Effectiveness of salt substitute on cardiovascular outcomes: A systematic review and meta‐analysis

• Published in: The journal of clinical hypertension (Greenwich, Conn.) Vol. 24; no. 9; pp. 1147 - 1160
• Main Authors: Tsai, Yi‐Ching, Tsao, Yen‐Po, Huang, Chi‐Jung, Tai, Yen‐Hsuan, Su, Yang‐Chin, Chiang, Chern‐En, Sung, Shih‐Hsien, Chen, Chen‐Huan, Cheng, Hao‐Min
• Format: Journal Article
• Language: English
• Published: New York John Wiley & Sons, Inc 01.09.2022; John Wiley and Sons Inc; Wiley
• Subjects: Blood pressure; Cardiovascular disease; Cardiovascular outcomes; Chloride; Collaboration; Diet; Hypertension; Intervention; Meta-analysis; Mortality; Potassium; Salt; Salt substitute; Sodium; Systematic review; Systematic Review and Meta‐analysis; Urine; Brazil
• ISSN: 1524-6175; 1751-7176; 1751-7176
• DOI: 10.1111/jch.14562

Hypertension‐related death is the leading cause of mortality worldwide, making blood pressure (BP) control an important issue. Salt substitute is a non‐pharmaceutical strategy to improve hypertension control.
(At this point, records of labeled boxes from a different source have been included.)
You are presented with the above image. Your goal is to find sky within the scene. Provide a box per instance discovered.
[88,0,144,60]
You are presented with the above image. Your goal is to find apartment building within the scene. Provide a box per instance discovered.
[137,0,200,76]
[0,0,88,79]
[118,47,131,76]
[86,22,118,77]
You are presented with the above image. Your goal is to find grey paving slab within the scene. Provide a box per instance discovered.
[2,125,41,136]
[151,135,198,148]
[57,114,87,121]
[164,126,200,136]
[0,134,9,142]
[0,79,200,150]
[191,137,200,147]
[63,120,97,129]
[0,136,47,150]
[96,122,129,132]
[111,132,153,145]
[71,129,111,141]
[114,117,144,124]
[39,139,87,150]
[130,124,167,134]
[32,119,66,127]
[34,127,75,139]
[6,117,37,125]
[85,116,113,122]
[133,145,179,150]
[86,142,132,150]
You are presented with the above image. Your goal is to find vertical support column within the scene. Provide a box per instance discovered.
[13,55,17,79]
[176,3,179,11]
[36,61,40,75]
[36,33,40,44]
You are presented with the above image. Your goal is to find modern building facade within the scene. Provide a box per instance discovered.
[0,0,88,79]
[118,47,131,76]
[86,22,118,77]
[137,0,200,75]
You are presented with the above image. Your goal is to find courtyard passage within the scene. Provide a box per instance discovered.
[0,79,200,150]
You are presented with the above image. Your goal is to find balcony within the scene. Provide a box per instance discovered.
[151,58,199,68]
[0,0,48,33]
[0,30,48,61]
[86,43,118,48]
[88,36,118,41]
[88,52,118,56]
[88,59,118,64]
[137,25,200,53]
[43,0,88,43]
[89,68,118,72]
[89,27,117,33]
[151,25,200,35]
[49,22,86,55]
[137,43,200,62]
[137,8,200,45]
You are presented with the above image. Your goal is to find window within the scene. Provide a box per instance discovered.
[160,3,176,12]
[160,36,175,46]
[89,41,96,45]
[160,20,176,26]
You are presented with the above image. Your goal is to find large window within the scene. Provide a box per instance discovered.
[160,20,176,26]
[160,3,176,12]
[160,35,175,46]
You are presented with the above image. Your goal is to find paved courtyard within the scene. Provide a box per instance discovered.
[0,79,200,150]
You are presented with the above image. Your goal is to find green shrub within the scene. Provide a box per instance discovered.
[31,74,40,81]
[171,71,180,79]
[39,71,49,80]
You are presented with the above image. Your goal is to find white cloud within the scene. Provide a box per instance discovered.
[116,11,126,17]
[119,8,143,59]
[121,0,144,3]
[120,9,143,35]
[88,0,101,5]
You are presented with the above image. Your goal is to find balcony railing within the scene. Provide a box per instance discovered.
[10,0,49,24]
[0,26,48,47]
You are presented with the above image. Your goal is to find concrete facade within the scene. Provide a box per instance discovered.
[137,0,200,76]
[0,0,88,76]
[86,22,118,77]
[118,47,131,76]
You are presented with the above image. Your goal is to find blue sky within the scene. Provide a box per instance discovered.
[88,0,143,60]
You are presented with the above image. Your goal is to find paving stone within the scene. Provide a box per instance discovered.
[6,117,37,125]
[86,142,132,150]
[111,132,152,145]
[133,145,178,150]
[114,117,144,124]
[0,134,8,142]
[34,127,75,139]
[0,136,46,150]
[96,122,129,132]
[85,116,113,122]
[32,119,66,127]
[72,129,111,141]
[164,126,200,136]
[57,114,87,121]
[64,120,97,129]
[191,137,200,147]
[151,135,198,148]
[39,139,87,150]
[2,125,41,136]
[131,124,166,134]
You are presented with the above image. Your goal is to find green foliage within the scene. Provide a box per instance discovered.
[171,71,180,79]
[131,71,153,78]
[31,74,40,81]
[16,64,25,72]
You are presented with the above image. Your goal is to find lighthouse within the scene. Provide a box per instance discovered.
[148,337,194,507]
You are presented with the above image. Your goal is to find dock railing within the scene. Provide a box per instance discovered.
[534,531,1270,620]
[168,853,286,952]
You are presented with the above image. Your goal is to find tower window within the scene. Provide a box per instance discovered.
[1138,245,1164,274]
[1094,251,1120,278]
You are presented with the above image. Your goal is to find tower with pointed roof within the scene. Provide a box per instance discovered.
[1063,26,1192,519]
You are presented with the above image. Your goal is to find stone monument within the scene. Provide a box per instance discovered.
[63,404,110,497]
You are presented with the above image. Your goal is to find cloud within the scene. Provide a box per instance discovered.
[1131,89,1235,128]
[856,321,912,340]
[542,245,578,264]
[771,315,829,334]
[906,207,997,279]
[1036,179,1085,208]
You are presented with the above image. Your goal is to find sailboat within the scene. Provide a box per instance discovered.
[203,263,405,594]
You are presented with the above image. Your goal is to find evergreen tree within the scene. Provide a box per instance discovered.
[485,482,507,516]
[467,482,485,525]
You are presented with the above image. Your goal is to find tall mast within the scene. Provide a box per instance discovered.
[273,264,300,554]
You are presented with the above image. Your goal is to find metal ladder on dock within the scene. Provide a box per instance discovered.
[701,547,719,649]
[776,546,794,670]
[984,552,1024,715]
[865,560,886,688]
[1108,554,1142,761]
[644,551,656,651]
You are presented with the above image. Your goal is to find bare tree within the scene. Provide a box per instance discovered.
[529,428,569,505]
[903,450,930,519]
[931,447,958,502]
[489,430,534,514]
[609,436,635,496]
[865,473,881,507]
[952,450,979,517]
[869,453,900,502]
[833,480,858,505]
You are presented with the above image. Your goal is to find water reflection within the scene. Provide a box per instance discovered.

The goal of this study was to evaluate the effect of salt substitute on BP and cardiovascular disease. The authors searched the Cochrane Library and PubMed databases through March 2022, and assessed the risk‐of‐bias for included studies by the Cochrane risk‐of‐bias tool. Twenty‐three randomized controlled trials with 32073 patients were included in our systematic review. A meta‐analysis with random effects was performed to analyze the effects of salt substitute on systolic and diastolic BP, 24‐h urinary sodium and potassium, and cardiovascular and all‐cause mortality. In the random‐effects model, participants consuming salt substitute showed significant reduction in systolic BP (mean difference (MD) −4.80 mmHg, 95% confidence interval (CI) −6.12 to −3.48, P < 0.0001) and diastolic BP (MD −1.48 mmHg, 95% CI −2.06 to −0.90, P < 0.0001) compared with participants consuming normal salt. In the urine electrolyte analysis, the salt substitute group had significant reduction in 24‐h urine sodium (MD −22.96 mmol/24‐h, P = 0.0001) and significant elevation in 24‐h urine potassium (MD 14.41 mmol/24‐h, P < 0.0001). Of the five studies with mortality outcome data, salt substitute significantly reduced all‐cause mortality (hazard ratio 0.88, P = 0.0003). In conclusion, our analyses showed that salt substitute has a strong effect on lowering BP and reducing all‐cause mortality. By modifying the daily diet with salt substitute, the authors can improve BP control by using this non‐pharmaceutical management.